We have had limited success with [cooperative databases]. A couple of them have been somewhat marginal. It depends on demographics – mail-order buyer, high income and food and wine interest. Basically, the coop databases have people who have responded to direct marketing offers. They tend to have responders with longer periods of time [since their responses]. Six months, a year. The old factors we used to use, recency, frequency and monetary attributes, still exist. People who have responded most recently, spent the most money, tend to perform best for us. It's hard for a coop database, with all those different files, to get that same kind of impact that an individual list owner would have.
CM: What role do conversion and renewal likelihood play in choosing lists?
Mastrocola: It is probably one of the most important pieces of information [we use] to make sure that the business we are putting on the file is positive business. I don't know that we have any lists that provide us with positive value in year one. We do make an investment in our business. It is a long-term investment.
People who tend to buy our magazines have a consistent renewal pattern. It doesn't vary by list. Groups of names perform at a certain level and continue to perform.
CM: What role do list brokers play in your current operations?
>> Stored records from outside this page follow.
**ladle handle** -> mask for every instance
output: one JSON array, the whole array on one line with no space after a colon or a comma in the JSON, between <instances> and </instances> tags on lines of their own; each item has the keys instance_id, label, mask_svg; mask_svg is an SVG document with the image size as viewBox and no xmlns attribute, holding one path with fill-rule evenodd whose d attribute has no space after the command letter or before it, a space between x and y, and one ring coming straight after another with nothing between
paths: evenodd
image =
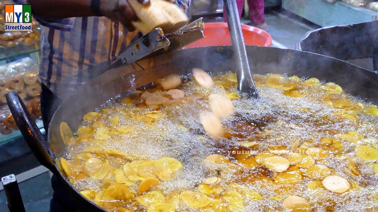
<instances>
[{"instance_id":1,"label":"ladle handle","mask_svg":"<svg viewBox=\"0 0 378 212\"><path fill-rule=\"evenodd\" d=\"M258 98L259 94L252 78L247 51L245 49L242 25L235 0L223 0L226 16L236 64L238 89L248 93L248 96Z\"/></svg>"},{"instance_id":2,"label":"ladle handle","mask_svg":"<svg viewBox=\"0 0 378 212\"><path fill-rule=\"evenodd\" d=\"M28 109L17 93L10 91L6 102L17 126L36 157L42 165L54 174L58 173L49 152L50 146L37 126Z\"/></svg>"}]
</instances>

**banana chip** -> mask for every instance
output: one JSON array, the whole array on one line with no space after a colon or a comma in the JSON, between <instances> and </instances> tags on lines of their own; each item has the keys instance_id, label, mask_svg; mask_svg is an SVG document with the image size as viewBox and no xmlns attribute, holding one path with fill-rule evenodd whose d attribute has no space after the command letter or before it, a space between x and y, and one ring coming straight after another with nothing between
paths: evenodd
<instances>
[{"instance_id":1,"label":"banana chip","mask_svg":"<svg viewBox=\"0 0 378 212\"><path fill-rule=\"evenodd\" d=\"M138 192L140 193L144 193L149 190L151 187L157 186L160 182L160 181L156 178L148 177L143 180L139 184L138 188Z\"/></svg>"},{"instance_id":2,"label":"banana chip","mask_svg":"<svg viewBox=\"0 0 378 212\"><path fill-rule=\"evenodd\" d=\"M329 154L323 149L316 147L310 147L306 150L306 154L315 160L321 160L328 157Z\"/></svg>"},{"instance_id":3,"label":"banana chip","mask_svg":"<svg viewBox=\"0 0 378 212\"><path fill-rule=\"evenodd\" d=\"M216 177L209 177L202 180L202 183L211 185L212 184L217 184L220 182L221 179Z\"/></svg>"},{"instance_id":4,"label":"banana chip","mask_svg":"<svg viewBox=\"0 0 378 212\"><path fill-rule=\"evenodd\" d=\"M323 180L322 183L324 187L336 193L344 193L350 187L347 180L338 176L328 176Z\"/></svg>"},{"instance_id":5,"label":"banana chip","mask_svg":"<svg viewBox=\"0 0 378 212\"><path fill-rule=\"evenodd\" d=\"M312 157L304 155L302 155L301 156L302 160L301 163L297 164L297 166L299 168L307 168L315 164L315 160Z\"/></svg>"},{"instance_id":6,"label":"banana chip","mask_svg":"<svg viewBox=\"0 0 378 212\"><path fill-rule=\"evenodd\" d=\"M310 207L310 204L305 199L294 195L288 197L282 202L282 204L286 208L292 209L293 211L296 211L294 210L298 209L309 209Z\"/></svg>"},{"instance_id":7,"label":"banana chip","mask_svg":"<svg viewBox=\"0 0 378 212\"><path fill-rule=\"evenodd\" d=\"M223 189L218 186L209 185L201 183L198 186L200 191L207 195L219 194L223 191Z\"/></svg>"},{"instance_id":8,"label":"banana chip","mask_svg":"<svg viewBox=\"0 0 378 212\"><path fill-rule=\"evenodd\" d=\"M193 69L193 75L197 82L204 88L209 88L214 86L214 81L211 77L203 70L198 68Z\"/></svg>"},{"instance_id":9,"label":"banana chip","mask_svg":"<svg viewBox=\"0 0 378 212\"><path fill-rule=\"evenodd\" d=\"M302 161L302 156L298 153L289 152L284 157L289 161L290 165L298 164Z\"/></svg>"},{"instance_id":10,"label":"banana chip","mask_svg":"<svg viewBox=\"0 0 378 212\"><path fill-rule=\"evenodd\" d=\"M356 155L364 160L373 161L378 160L378 150L367 146L359 146L355 149Z\"/></svg>"},{"instance_id":11,"label":"banana chip","mask_svg":"<svg viewBox=\"0 0 378 212\"><path fill-rule=\"evenodd\" d=\"M223 129L220 120L212 112L201 113L200 120L205 131L210 136L218 138L223 135Z\"/></svg>"},{"instance_id":12,"label":"banana chip","mask_svg":"<svg viewBox=\"0 0 378 212\"><path fill-rule=\"evenodd\" d=\"M314 190L322 187L322 182L319 180L313 180L307 183L307 188L309 189Z\"/></svg>"},{"instance_id":13,"label":"banana chip","mask_svg":"<svg viewBox=\"0 0 378 212\"><path fill-rule=\"evenodd\" d=\"M243 166L250 169L254 169L259 166L259 164L253 157L239 159L237 160L237 161Z\"/></svg>"},{"instance_id":14,"label":"banana chip","mask_svg":"<svg viewBox=\"0 0 378 212\"><path fill-rule=\"evenodd\" d=\"M65 122L61 123L60 128L62 140L66 146L68 146L73 141L73 134Z\"/></svg>"},{"instance_id":15,"label":"banana chip","mask_svg":"<svg viewBox=\"0 0 378 212\"><path fill-rule=\"evenodd\" d=\"M221 155L210 155L205 158L205 161L209 163L215 163L223 164L228 163L230 161L226 158L225 156Z\"/></svg>"},{"instance_id":16,"label":"banana chip","mask_svg":"<svg viewBox=\"0 0 378 212\"><path fill-rule=\"evenodd\" d=\"M235 109L231 100L228 97L217 94L209 96L209 101L213 113L220 118L231 116Z\"/></svg>"},{"instance_id":17,"label":"banana chip","mask_svg":"<svg viewBox=\"0 0 378 212\"><path fill-rule=\"evenodd\" d=\"M321 180L331 174L331 171L326 166L314 165L306 169L303 175L310 179Z\"/></svg>"},{"instance_id":18,"label":"banana chip","mask_svg":"<svg viewBox=\"0 0 378 212\"><path fill-rule=\"evenodd\" d=\"M264 160L263 165L270 169L277 172L282 172L287 169L290 162L286 158L279 156L270 157Z\"/></svg>"},{"instance_id":19,"label":"banana chip","mask_svg":"<svg viewBox=\"0 0 378 212\"><path fill-rule=\"evenodd\" d=\"M206 207L210 203L210 199L204 194L198 192L184 191L180 194L180 200L187 205L194 208Z\"/></svg>"},{"instance_id":20,"label":"banana chip","mask_svg":"<svg viewBox=\"0 0 378 212\"><path fill-rule=\"evenodd\" d=\"M299 170L289 171L274 175L273 179L282 184L289 184L297 182L302 179L302 175Z\"/></svg>"},{"instance_id":21,"label":"banana chip","mask_svg":"<svg viewBox=\"0 0 378 212\"><path fill-rule=\"evenodd\" d=\"M161 192L154 190L135 197L135 200L139 204L144 207L147 207L152 203L165 201L165 198Z\"/></svg>"},{"instance_id":22,"label":"banana chip","mask_svg":"<svg viewBox=\"0 0 378 212\"><path fill-rule=\"evenodd\" d=\"M147 212L175 212L176 206L169 202L151 203L147 207Z\"/></svg>"}]
</instances>

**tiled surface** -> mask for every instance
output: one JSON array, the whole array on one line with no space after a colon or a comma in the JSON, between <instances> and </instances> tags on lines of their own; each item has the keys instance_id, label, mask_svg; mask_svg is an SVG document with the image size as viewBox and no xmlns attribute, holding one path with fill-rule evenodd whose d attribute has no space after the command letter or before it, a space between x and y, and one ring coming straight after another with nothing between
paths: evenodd
<instances>
[{"instance_id":1,"label":"tiled surface","mask_svg":"<svg viewBox=\"0 0 378 212\"><path fill-rule=\"evenodd\" d=\"M48 212L53 196L50 175L45 172L19 184L26 212ZM0 191L0 212L7 211L4 190Z\"/></svg>"}]
</instances>

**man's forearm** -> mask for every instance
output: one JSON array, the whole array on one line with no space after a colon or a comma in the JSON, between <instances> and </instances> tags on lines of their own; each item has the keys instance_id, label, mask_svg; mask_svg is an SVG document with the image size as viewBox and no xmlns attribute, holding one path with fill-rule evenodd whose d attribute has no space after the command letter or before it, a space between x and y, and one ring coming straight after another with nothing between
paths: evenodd
<instances>
[{"instance_id":1,"label":"man's forearm","mask_svg":"<svg viewBox=\"0 0 378 212\"><path fill-rule=\"evenodd\" d=\"M91 0L28 0L33 12L42 17L64 18L93 16Z\"/></svg>"}]
</instances>

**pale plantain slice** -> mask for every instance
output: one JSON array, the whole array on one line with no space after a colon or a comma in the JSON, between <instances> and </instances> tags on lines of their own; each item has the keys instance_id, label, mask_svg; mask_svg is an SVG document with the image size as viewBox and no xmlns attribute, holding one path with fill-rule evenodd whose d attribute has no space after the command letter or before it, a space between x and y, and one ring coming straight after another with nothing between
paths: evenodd
<instances>
[{"instance_id":1,"label":"pale plantain slice","mask_svg":"<svg viewBox=\"0 0 378 212\"><path fill-rule=\"evenodd\" d=\"M315 160L312 157L304 155L302 155L301 156L302 158L302 160L301 163L297 164L297 166L299 168L307 168L315 164Z\"/></svg>"},{"instance_id":2,"label":"pale plantain slice","mask_svg":"<svg viewBox=\"0 0 378 212\"><path fill-rule=\"evenodd\" d=\"M153 203L147 207L147 212L175 212L176 206L167 202Z\"/></svg>"},{"instance_id":3,"label":"pale plantain slice","mask_svg":"<svg viewBox=\"0 0 378 212\"><path fill-rule=\"evenodd\" d=\"M70 127L65 122L62 122L60 125L60 137L63 143L66 146L68 146L73 141L73 134L70 129Z\"/></svg>"},{"instance_id":4,"label":"pale plantain slice","mask_svg":"<svg viewBox=\"0 0 378 212\"><path fill-rule=\"evenodd\" d=\"M243 166L250 169L255 169L259 166L259 164L253 157L239 159L237 161Z\"/></svg>"},{"instance_id":5,"label":"pale plantain slice","mask_svg":"<svg viewBox=\"0 0 378 212\"><path fill-rule=\"evenodd\" d=\"M264 160L263 165L270 169L277 172L282 172L289 167L290 162L286 158L282 157L273 156Z\"/></svg>"},{"instance_id":6,"label":"pale plantain slice","mask_svg":"<svg viewBox=\"0 0 378 212\"><path fill-rule=\"evenodd\" d=\"M176 88L181 84L181 79L177 74L174 74L165 77L160 82L165 91Z\"/></svg>"},{"instance_id":7,"label":"pale plantain slice","mask_svg":"<svg viewBox=\"0 0 378 212\"><path fill-rule=\"evenodd\" d=\"M151 203L164 201L165 198L161 192L154 190L135 197L135 200L139 204L147 207Z\"/></svg>"},{"instance_id":8,"label":"pale plantain slice","mask_svg":"<svg viewBox=\"0 0 378 212\"><path fill-rule=\"evenodd\" d=\"M194 68L192 71L194 78L202 87L209 88L214 85L211 77L207 72L199 68Z\"/></svg>"},{"instance_id":9,"label":"pale plantain slice","mask_svg":"<svg viewBox=\"0 0 378 212\"><path fill-rule=\"evenodd\" d=\"M209 96L211 111L214 115L220 118L231 116L235 109L231 100L221 94L212 94Z\"/></svg>"},{"instance_id":10,"label":"pale plantain slice","mask_svg":"<svg viewBox=\"0 0 378 212\"><path fill-rule=\"evenodd\" d=\"M307 188L309 189L314 190L322 187L322 182L319 180L313 180L307 183Z\"/></svg>"},{"instance_id":11,"label":"pale plantain slice","mask_svg":"<svg viewBox=\"0 0 378 212\"><path fill-rule=\"evenodd\" d=\"M345 178L333 175L326 177L322 183L324 187L336 193L344 193L350 187L350 184Z\"/></svg>"},{"instance_id":12,"label":"pale plantain slice","mask_svg":"<svg viewBox=\"0 0 378 212\"><path fill-rule=\"evenodd\" d=\"M209 135L214 138L223 135L223 129L220 120L212 112L202 113L200 116L200 120L205 131Z\"/></svg>"},{"instance_id":13,"label":"pale plantain slice","mask_svg":"<svg viewBox=\"0 0 378 212\"><path fill-rule=\"evenodd\" d=\"M331 174L331 171L327 166L314 165L306 169L303 175L312 180L321 180Z\"/></svg>"},{"instance_id":14,"label":"pale plantain slice","mask_svg":"<svg viewBox=\"0 0 378 212\"><path fill-rule=\"evenodd\" d=\"M373 161L378 160L378 150L367 146L359 146L355 149L356 155L364 160Z\"/></svg>"},{"instance_id":15,"label":"pale plantain slice","mask_svg":"<svg viewBox=\"0 0 378 212\"><path fill-rule=\"evenodd\" d=\"M209 163L228 163L230 161L226 158L226 157L221 155L210 155L205 158L205 161Z\"/></svg>"},{"instance_id":16,"label":"pale plantain slice","mask_svg":"<svg viewBox=\"0 0 378 212\"><path fill-rule=\"evenodd\" d=\"M147 106L160 105L167 101L167 98L161 96L150 95L146 99L145 103Z\"/></svg>"},{"instance_id":17,"label":"pale plantain slice","mask_svg":"<svg viewBox=\"0 0 378 212\"><path fill-rule=\"evenodd\" d=\"M289 152L284 157L290 162L290 165L298 164L302 161L302 156L298 153Z\"/></svg>"},{"instance_id":18,"label":"pale plantain slice","mask_svg":"<svg viewBox=\"0 0 378 212\"><path fill-rule=\"evenodd\" d=\"M141 194L147 191L148 190L155 186L157 186L160 182L158 179L153 177L148 177L143 180L139 184L138 188L138 192Z\"/></svg>"},{"instance_id":19,"label":"pale plantain slice","mask_svg":"<svg viewBox=\"0 0 378 212\"><path fill-rule=\"evenodd\" d=\"M293 195L288 197L282 202L282 204L287 209L293 210L293 211L298 209L307 209L309 211L311 206L305 199L301 197ZM306 210L302 210L306 211Z\"/></svg>"},{"instance_id":20,"label":"pale plantain slice","mask_svg":"<svg viewBox=\"0 0 378 212\"><path fill-rule=\"evenodd\" d=\"M316 147L310 147L306 150L306 154L315 160L321 160L328 157L329 154L324 150Z\"/></svg>"},{"instance_id":21,"label":"pale plantain slice","mask_svg":"<svg viewBox=\"0 0 378 212\"><path fill-rule=\"evenodd\" d=\"M127 180L127 178L125 175L123 170L118 170L116 173L114 178L115 181L119 183L122 183L127 186L136 186L134 183Z\"/></svg>"},{"instance_id":22,"label":"pale plantain slice","mask_svg":"<svg viewBox=\"0 0 378 212\"><path fill-rule=\"evenodd\" d=\"M187 205L194 208L201 208L210 203L210 199L206 195L198 192L184 191L180 194L180 200Z\"/></svg>"},{"instance_id":23,"label":"pale plantain slice","mask_svg":"<svg viewBox=\"0 0 378 212\"><path fill-rule=\"evenodd\" d=\"M167 92L166 95L170 97L171 99L177 99L183 97L185 93L184 91L178 89L172 89Z\"/></svg>"},{"instance_id":24,"label":"pale plantain slice","mask_svg":"<svg viewBox=\"0 0 378 212\"><path fill-rule=\"evenodd\" d=\"M220 178L218 177L208 177L202 180L202 183L208 185L215 184L220 183L221 180Z\"/></svg>"},{"instance_id":25,"label":"pale plantain slice","mask_svg":"<svg viewBox=\"0 0 378 212\"><path fill-rule=\"evenodd\" d=\"M282 184L289 184L301 180L302 175L299 170L290 170L276 174L273 179Z\"/></svg>"},{"instance_id":26,"label":"pale plantain slice","mask_svg":"<svg viewBox=\"0 0 378 212\"><path fill-rule=\"evenodd\" d=\"M218 186L211 186L201 183L198 186L200 191L207 195L219 194L223 191L222 187Z\"/></svg>"}]
</instances>

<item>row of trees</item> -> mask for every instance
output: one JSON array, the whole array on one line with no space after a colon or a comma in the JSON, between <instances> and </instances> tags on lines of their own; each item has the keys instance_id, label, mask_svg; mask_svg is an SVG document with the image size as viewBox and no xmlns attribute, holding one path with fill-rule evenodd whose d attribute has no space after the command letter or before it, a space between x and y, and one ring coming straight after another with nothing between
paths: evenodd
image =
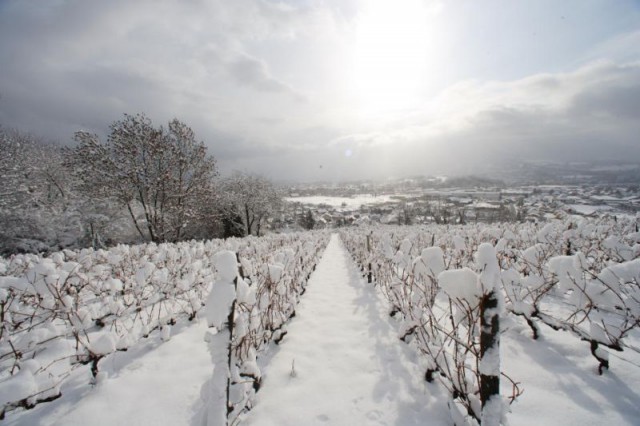
<instances>
[{"instance_id":1,"label":"row of trees","mask_svg":"<svg viewBox=\"0 0 640 426\"><path fill-rule=\"evenodd\" d=\"M0 127L0 254L260 235L280 209L267 179L221 178L178 119L156 127L125 114L106 141L74 140L63 148Z\"/></svg>"}]
</instances>

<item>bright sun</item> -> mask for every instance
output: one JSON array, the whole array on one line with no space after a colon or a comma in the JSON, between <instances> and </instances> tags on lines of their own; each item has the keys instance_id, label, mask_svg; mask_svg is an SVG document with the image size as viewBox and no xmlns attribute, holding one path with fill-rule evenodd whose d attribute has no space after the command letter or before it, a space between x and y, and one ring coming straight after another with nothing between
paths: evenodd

Mastrocola: I find brokers to be still very valuable, and I have high expectations. My expectation is they are the ones who will have find new lists, segments. There aren't as many [industry] functions as there used to be, such as List Council [events] and others, with the tightening of the economy. The brokers are extremely valuable for having those connections, keeping in touch and providing us with insights.
CM: What trends or new initiatives are you exploring?
Mastrocola: We have been exploring building models for identifying responders and building models for people who tend to opt out. Our statistician has looked at our previous campaigns, identified people who have opted out, and has found they have particular characteristics. This is something new we are testing, and it looks like it might be pretty impactful. We've identified people who would be more inclined to opt out than others. They would get certain products and not others.
This keeps our email file a little more robust for us. Attrition rates tend to be a bit faster than for paper mail. People find it much easier to click and opt out.
CM: What would you look for in a circulation executive today?
Mastrocola: The training that goes into knowing how to go into a direct mail campaign, those basics are translatable. I think all the tenets of how to create and measure the effectiveness of a direct mail plan in terms of expenses, profitability, long-term value are all going to the same kinds of basic pieces of information that person would need to have and know and understand for any of the other sources.
I always value someone who feels comfortable around numbers and can analyze them. I would be looking for someone more creative and forward thinking but who still has that background. I'd look for someone who is more creative in terms of the Internet. Young DMers coming into the business are aware, and are on top of that information. They will help identify the ways to market better to get people to respond to our offers.
CM: What are your thoughts about the threats of U.S. Postal Service defaults?
Mastrocola: I've only been following the issue on the periphery. I'm not sure what we are going to be able to do about it. I've read articles [suggesting] stopping mail on Saturdays. If Saturday stops, it doesn’t concern me at all. But if there is a complete stop, a lot of businesses are going to default. I think politicians are going to discuss this, but not let that happen. [Consumers will] get their mail eventually. If there is no Saturday delivery…they have their patterns on how they look at mail, and will adjust accordingly.